The SERAL project area is centrally located on the Stanislaus National Forest in California within the Stanislaus Wildfire Crisis Strategy priority landscape. The project area spans roughly 118,800 acres of multi-jurisdictional or privately owned lands.
SERAL staff on the Stanislaus National Forest used ForSysR to examine scenarios to represent the different action alternatives being proposed and analyzed in the Draft Environmental Impact Statement (DEIS) leveraging ForSys’ ability to examine a large number of scenarios with different objectives, constraints, thresholds, and availability masks.
The scenarios analyzed with ForSys were developed using 1) the SERAL purpose and need statement, 2) the proposed actions, 3) local knowledge, 4) collaborative input, and 5) public comments received during scoping. The SERAL team used ForSys extensively to examine tradeoffs among different modeled scenarios, and leveraged scientifically defensible input data developed by the Forest Service
The final three scenarios prioritized stands with high departure from resilient conditions, and negative expected loss to values from wildfire. The scenarios also incorporated an array of management constraints including treatment type (thinning versus mechanical fuels reduction), California spotted owl nest sites, private lands, and spotted owl protected activity center restrictions.
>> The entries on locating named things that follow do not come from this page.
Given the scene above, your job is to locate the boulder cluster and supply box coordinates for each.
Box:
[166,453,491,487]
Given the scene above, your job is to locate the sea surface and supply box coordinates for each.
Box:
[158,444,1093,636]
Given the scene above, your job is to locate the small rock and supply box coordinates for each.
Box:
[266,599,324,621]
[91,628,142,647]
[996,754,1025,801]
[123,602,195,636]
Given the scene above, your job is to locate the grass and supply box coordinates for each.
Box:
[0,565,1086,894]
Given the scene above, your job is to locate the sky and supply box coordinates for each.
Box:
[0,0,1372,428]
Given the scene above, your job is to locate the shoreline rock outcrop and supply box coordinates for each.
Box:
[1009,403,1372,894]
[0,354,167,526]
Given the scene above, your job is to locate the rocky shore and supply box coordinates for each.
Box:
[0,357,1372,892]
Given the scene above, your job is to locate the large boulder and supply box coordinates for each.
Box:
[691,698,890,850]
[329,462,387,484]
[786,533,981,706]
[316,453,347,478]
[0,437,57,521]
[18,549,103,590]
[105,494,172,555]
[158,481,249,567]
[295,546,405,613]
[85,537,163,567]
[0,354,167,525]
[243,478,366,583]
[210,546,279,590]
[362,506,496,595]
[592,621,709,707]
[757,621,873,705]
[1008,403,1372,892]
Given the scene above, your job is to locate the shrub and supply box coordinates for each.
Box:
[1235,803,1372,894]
This work was incorporated into the Final Environmental Impact Statement and has led to three signed Records of Decisions. The SERAL team was able to use ForSys to rapidly synthesize key information contained in the ForSys input dataset to locate and select proposed treatment areas within the project area aligning with the project purpose and need. Stanislaus National Forest Supervisor Jason Kuiken noted, “Landscape management has been the ideal for decades yet was very difficult to conceptualize until now. Through ForSys, we can plan and act at scales that will create resilient ecosystems for myriad species to inhabit, and for communities to remain vibrant.”